Abstract

The advanced manufacturing and machining techniques are adopting a population-based metaheuristic algorithm for production, predicting and decision-making. Using the same approach, this paper deals with the application of bees algorithm and differential evolution to forecast the optimal parametric values aiming to obtain maximum material removal rate during electrochemical discharge machining of silicon carbide particle/glass fiber–reinforced polymer matrix composite. The bees algorithm follows swarm-based approach, while differential evolution works on a population-based approach. The experimental design was prepared on the basis of Taguchi’s methodology using an L16 orthogonal array. For the experimental analysis, the main variables in the process, that is, electrolyte concentration (g/L), inter-electrode gap (mm), duty factor and voltage (volts), were selected as main input parameters, and material removal rate (mg/min) was adjudged as output quality characteristic. A comparative investigation reveals that the maximum material removal rate was obtained by the parametric value proposed by differential evolution that follows the bees algorithm and Taguchi’s methodology.

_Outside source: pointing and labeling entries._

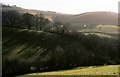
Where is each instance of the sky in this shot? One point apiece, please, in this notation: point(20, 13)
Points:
point(66, 6)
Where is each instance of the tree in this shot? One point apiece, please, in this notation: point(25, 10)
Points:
point(11, 18)
point(28, 20)
point(41, 21)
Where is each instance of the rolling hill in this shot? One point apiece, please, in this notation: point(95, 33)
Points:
point(88, 18)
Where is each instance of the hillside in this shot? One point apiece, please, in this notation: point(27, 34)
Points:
point(92, 71)
point(95, 18)
point(89, 18)
point(38, 51)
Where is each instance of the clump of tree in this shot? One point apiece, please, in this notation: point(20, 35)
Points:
point(13, 18)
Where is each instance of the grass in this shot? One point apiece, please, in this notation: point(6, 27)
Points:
point(111, 70)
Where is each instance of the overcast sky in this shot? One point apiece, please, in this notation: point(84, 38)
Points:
point(67, 6)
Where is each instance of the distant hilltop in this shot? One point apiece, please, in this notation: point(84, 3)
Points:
point(88, 18)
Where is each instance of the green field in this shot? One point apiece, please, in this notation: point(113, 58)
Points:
point(92, 70)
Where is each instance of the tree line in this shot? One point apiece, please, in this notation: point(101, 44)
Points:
point(15, 19)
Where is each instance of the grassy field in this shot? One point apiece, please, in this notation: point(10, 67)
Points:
point(111, 70)
point(110, 31)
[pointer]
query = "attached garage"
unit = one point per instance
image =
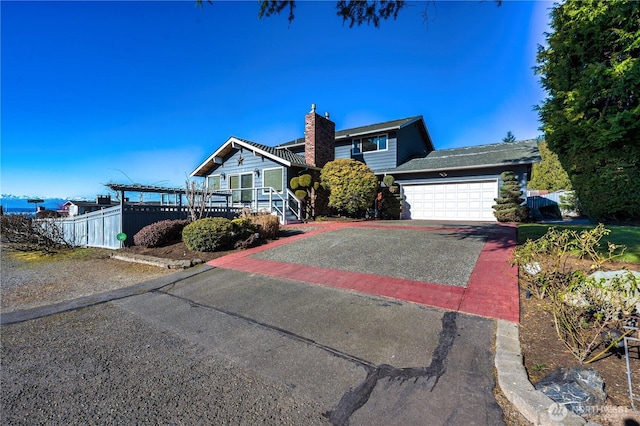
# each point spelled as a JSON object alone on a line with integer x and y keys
{"x": 451, "y": 201}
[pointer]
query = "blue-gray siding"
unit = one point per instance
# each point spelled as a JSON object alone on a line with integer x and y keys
{"x": 412, "y": 145}
{"x": 453, "y": 176}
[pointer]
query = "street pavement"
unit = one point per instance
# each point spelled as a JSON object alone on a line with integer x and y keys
{"x": 225, "y": 346}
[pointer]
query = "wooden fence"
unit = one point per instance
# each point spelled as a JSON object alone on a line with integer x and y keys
{"x": 100, "y": 228}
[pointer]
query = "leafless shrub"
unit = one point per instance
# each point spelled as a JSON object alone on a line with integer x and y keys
{"x": 198, "y": 196}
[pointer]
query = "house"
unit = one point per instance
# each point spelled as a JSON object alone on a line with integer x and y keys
{"x": 452, "y": 184}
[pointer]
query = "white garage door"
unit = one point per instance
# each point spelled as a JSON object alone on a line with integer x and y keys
{"x": 451, "y": 201}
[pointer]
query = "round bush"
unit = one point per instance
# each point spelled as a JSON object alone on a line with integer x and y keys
{"x": 267, "y": 224}
{"x": 304, "y": 180}
{"x": 160, "y": 233}
{"x": 294, "y": 183}
{"x": 301, "y": 194}
{"x": 209, "y": 234}
{"x": 243, "y": 227}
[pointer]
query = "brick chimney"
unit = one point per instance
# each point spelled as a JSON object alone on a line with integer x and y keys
{"x": 319, "y": 138}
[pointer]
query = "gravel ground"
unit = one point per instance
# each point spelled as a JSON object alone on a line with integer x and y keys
{"x": 437, "y": 257}
{"x": 102, "y": 366}
{"x": 30, "y": 281}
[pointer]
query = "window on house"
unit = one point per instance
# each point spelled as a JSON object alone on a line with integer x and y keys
{"x": 240, "y": 187}
{"x": 368, "y": 144}
{"x": 272, "y": 178}
{"x": 213, "y": 182}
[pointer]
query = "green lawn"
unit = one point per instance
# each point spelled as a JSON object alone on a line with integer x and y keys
{"x": 628, "y": 236}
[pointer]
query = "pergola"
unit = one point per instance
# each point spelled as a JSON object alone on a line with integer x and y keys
{"x": 152, "y": 189}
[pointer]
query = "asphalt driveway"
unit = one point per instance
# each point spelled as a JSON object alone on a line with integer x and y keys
{"x": 225, "y": 346}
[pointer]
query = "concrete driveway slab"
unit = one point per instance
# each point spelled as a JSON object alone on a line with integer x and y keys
{"x": 436, "y": 256}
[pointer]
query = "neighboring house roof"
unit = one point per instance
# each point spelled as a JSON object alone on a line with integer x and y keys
{"x": 372, "y": 128}
{"x": 90, "y": 204}
{"x": 500, "y": 154}
{"x": 276, "y": 154}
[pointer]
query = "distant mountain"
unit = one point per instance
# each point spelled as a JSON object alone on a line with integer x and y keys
{"x": 18, "y": 203}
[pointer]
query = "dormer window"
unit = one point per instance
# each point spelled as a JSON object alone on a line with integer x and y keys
{"x": 370, "y": 143}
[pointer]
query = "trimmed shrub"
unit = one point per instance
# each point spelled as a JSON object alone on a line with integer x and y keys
{"x": 160, "y": 233}
{"x": 509, "y": 206}
{"x": 352, "y": 185}
{"x": 389, "y": 205}
{"x": 294, "y": 183}
{"x": 208, "y": 234}
{"x": 243, "y": 227}
{"x": 304, "y": 180}
{"x": 268, "y": 225}
{"x": 301, "y": 194}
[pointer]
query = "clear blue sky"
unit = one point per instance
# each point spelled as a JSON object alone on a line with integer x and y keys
{"x": 94, "y": 92}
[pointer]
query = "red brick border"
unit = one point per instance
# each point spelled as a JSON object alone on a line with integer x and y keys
{"x": 492, "y": 290}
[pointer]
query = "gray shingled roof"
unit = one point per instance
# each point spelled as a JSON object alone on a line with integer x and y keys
{"x": 378, "y": 127}
{"x": 521, "y": 152}
{"x": 294, "y": 159}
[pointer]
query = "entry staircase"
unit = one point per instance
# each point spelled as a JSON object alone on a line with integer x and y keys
{"x": 286, "y": 206}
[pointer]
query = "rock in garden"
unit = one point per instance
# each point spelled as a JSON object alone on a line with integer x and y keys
{"x": 576, "y": 388}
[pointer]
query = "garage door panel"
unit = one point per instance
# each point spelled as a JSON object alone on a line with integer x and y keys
{"x": 454, "y": 201}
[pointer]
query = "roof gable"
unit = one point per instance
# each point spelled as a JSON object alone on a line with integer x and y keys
{"x": 500, "y": 154}
{"x": 281, "y": 156}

Furthermore, the results prove that the differential evolution algorithm has better collective assessment capability with a rapid converging rate.

Highlights

  • The usage of polymer matrix fibrous composites has increased within industrial applications because of their improved mechanical properties.[1]

  • This research work focuses on metaheuristic optimization approach aiming to improve the process parameters of electrochemical discharge machining (ECDM) for producing an enhanced material removal rate (MRR) by coupling Taguchi’s methodology (TM) with the evolutionary algorithms, that is, bees algorithm (BA) and differential evolution (DE)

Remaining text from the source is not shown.